C’est ce qui explique la nervosité du Kremlin. Après le sommet d’Erevan, Moscou a accusé les autorités arméniennes de s’engager dans une ligne « anti-russe ». Fin mai 2026, les membres de l’Union économique eurasiatique ont même menacé de suspendre l’Arménie, au motif que sa volonté de se rapprocher de l’UE ferait peser des risques sur leur sécurité économique. Le message est clair : l’Arménie ne peut pas se rapprocher de Bruxelles sans mettre en tension ses liens avec l’espace économique dominé par la Russie.

Pour le gouvernement arménien, ce virage vers l’Europe répond à plusieurs intérêts. D’abord, il permet de réduire une dépendance héritée de l’après-URSS. Ensuite, il offre une marge de manœuvre après le traumatisme du Haut-Karabakh et les tensions persistantes avec l’Azerbaïdjan. Enfin, il donne au pouvoir un récit intérieur : celui d’une modernisation appuyée sur l’État de droit et les investissements. Mais cette stratégie expose aussi le pays à des représailles commerciales, énergétiques ou politiques venant de Moscou.

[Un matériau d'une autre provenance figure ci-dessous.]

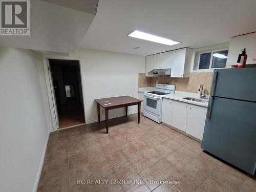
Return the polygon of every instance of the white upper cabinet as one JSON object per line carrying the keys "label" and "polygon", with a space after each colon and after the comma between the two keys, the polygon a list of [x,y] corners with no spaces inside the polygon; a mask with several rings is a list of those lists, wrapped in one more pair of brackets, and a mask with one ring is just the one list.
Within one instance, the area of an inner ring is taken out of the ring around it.
{"label": "white upper cabinet", "polygon": [[173,51],[171,77],[189,77],[192,49],[184,48]]}
{"label": "white upper cabinet", "polygon": [[229,44],[227,65],[237,65],[238,55],[241,49],[246,48],[247,59],[246,64],[256,64],[256,32],[231,38]]}
{"label": "white upper cabinet", "polygon": [[146,56],[146,63],[145,66],[145,73],[146,77],[152,77],[152,75],[148,75],[147,73],[155,69],[159,69],[162,63],[162,54]]}
{"label": "white upper cabinet", "polygon": [[162,53],[161,67],[163,69],[169,69],[172,68],[172,51],[168,51]]}
{"label": "white upper cabinet", "polygon": [[170,77],[188,77],[192,50],[189,48],[183,48],[146,56],[146,76],[152,76],[147,73],[153,69],[170,68]]}
{"label": "white upper cabinet", "polygon": [[204,134],[207,108],[189,104],[186,133],[202,140]]}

Qui gagne, qui perd, et ce qu’il faut surveiller

Du côté européen, l’intérêt est stratégique. L’UE gagne un partenaire dans une région sensible, à la frontière de la Russie, de la Turquie et du Moyen-Orient. Elle y gagne aussi un terrain d’influence face à Moscou, sans promettre pour autant une adhésion proche. Bruxelles parle d’un « ancrage » renforcé, pas d’une procédure d’entrée comparable à celle de l’Ukraine ou de la Moldavie.

Du côté arménien, les bénéfices sont immédiats mais partiels : financement, soutien aux réformes, ouverture vers le marché européen, coopération sécuritaire. Les perdants potentiels sont surtout les secteurs les plus dépendants de la Russie, de l’énergie à certaines filières agricoles. Si Moscou durcit le ton, ce sont les coûts du chauffage, du transport et de certaines importations qui peuvent finir par remonter.

Reste une question centrale : jusqu’où peut aller ce rapprochement sans provoquer de rupture ouverte avec la Russie ? C’est là que le prochain jalon comptera. L’UE et l’Arménie doivent encore transformer le sommet de 2026 en décisions durables, avec l’application des fonds 2025-2027, la poursuite du dialogue sur les visas et la mise en œuvre du nouvel agenda de partenariat. C’est dans ces textes, et pas seulement dans les photos de famille, que se jouera la suite.